Jan 31 2015

OPINION: Evaluation of Future School Superintendent

How should the new Superintendent be evaluated?

The District Superintendent is the Chief Executive of the District reporting to the School Board.  Any school is as good as the quality and dedication of its teachers and principals, and the Superintendent commands these resources, hiring teachers and principals, giving or denying tenure, and making assignments within the constraints set by the California Education Code. The position commands a substantial compensation package.

The hiring and management of the superintendent and the setting of education vision are the prerogative of the Board. The public has every right and responsibility to hold the School Board accountable for hiring specific public employees and producing appropriate results. It is clear that the selection of the new superintendent is the most important decision that the Board has to make: it will have a direct impact on the quality of education for years to come.

The District web site home page publishes a set of score cards under the banner “educational success and student outcomes”. The cards currently cover academic performance, finance, student community service, and student participation in extracurricular activities. We can only encourage the District to expand the set to include adult education, special education, counseling, and any other area where the District delivers services to our community.

In the private sector, it is common for enterprises to assign yearly goals to the corporate score cards and to tie these goals to the parts of the business each executive controls. For example, a Vice President of Engineering in a High Tech company may have reliability, availability, and a measure of customer satisfaction assigned to each new products. He/she typically parcels the score cards and goals to his/her direct reports, and ties their bonuses to them. It is an effective process to ensure accountability. The goals are often overambitious, and failure is viewed as an opportunity to learn and improve. These score cards and goals are public to all employees to ensure that everybody is on the same page.

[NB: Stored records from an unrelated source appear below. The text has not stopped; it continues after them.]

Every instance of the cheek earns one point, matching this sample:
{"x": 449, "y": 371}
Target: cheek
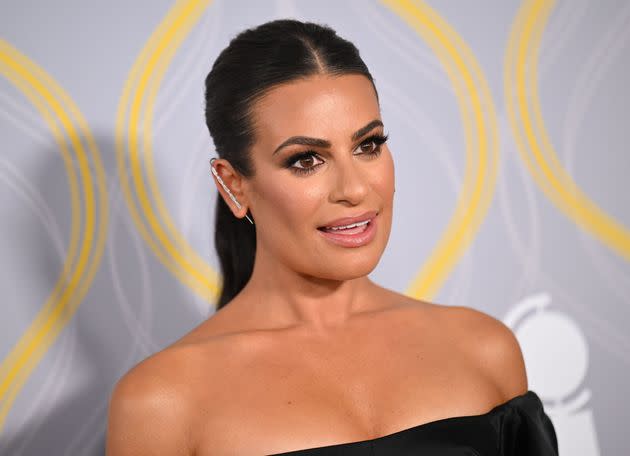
{"x": 289, "y": 204}
{"x": 383, "y": 180}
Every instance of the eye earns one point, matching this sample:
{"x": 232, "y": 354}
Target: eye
{"x": 373, "y": 144}
{"x": 306, "y": 161}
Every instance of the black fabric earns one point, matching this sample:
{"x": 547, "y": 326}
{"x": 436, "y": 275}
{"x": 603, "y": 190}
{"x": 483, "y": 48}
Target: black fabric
{"x": 518, "y": 427}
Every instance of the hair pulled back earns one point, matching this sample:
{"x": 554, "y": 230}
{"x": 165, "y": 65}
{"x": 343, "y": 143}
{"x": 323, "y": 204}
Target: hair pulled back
{"x": 255, "y": 61}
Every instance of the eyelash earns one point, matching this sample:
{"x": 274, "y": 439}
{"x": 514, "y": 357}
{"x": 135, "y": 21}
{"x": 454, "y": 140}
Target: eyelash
{"x": 377, "y": 139}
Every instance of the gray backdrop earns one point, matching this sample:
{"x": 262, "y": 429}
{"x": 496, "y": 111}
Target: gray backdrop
{"x": 509, "y": 130}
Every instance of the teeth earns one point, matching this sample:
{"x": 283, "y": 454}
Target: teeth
{"x": 346, "y": 226}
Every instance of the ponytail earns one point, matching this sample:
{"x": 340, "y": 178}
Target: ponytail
{"x": 255, "y": 61}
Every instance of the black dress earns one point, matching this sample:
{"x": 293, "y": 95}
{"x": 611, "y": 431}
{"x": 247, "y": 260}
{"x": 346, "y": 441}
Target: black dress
{"x": 518, "y": 427}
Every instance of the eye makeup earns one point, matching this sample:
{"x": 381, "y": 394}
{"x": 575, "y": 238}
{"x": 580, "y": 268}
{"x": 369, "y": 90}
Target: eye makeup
{"x": 376, "y": 139}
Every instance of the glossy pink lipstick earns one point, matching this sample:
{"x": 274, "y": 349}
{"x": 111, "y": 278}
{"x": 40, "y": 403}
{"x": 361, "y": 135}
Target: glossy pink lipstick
{"x": 351, "y": 231}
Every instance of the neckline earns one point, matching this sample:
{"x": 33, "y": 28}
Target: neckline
{"x": 528, "y": 395}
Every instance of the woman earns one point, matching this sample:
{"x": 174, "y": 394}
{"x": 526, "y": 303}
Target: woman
{"x": 305, "y": 354}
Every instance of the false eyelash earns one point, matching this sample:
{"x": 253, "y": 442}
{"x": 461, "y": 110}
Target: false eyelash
{"x": 377, "y": 139}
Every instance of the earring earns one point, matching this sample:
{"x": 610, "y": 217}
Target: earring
{"x": 227, "y": 190}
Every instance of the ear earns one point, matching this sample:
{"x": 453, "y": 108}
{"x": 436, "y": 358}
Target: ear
{"x": 235, "y": 183}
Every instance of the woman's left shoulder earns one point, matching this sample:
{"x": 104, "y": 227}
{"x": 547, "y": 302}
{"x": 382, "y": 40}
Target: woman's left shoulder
{"x": 488, "y": 342}
{"x": 494, "y": 347}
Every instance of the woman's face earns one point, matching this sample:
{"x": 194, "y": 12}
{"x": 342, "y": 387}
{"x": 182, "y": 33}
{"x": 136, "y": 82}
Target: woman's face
{"x": 293, "y": 195}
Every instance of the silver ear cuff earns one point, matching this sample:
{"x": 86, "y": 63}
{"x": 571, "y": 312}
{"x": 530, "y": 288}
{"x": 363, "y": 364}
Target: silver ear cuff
{"x": 227, "y": 190}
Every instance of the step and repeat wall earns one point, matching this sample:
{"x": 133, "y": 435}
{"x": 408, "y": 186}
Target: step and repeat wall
{"x": 508, "y": 125}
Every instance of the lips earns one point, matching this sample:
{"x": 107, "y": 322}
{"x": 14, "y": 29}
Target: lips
{"x": 344, "y": 221}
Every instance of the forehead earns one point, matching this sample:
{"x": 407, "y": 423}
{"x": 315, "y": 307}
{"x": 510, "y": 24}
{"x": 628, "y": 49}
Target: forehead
{"x": 320, "y": 106}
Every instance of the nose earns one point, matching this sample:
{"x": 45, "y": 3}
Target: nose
{"x": 351, "y": 184}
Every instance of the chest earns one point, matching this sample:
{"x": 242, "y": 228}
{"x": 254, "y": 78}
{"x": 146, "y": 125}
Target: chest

It is my understanding that district and assistant superintendents are employed at will by the School Board, typically in increments of four years. Why not have the Board assign goals to the score cards so that the community, administrative staff, and teachers are clear on the Board’s impetus and can all pull in the same direction? The superintendent could then parcels these goals among its assistants, ideally all the way down to principals and heads of departments. In addition, the Board could survey School Alumni every year to give a solid basis on its continuous improvement policy. Clearly the implementation of such a system would have to stay within the law, as California public employees have a right to non-public evaluations of their performances.

The superintendent candidates’ interviews could be focused on whether such a system would work in a public education environment and what rewards compatible with the California Education Code should be considered to entice and further motivate staff and teachers.

Thank you for serving our community as Board Members,

Bernard Pech, Piedmont Resident

Editors’ Note: The opinions expressed are those of the author and not necessarily those of the Piedmont Civic Association.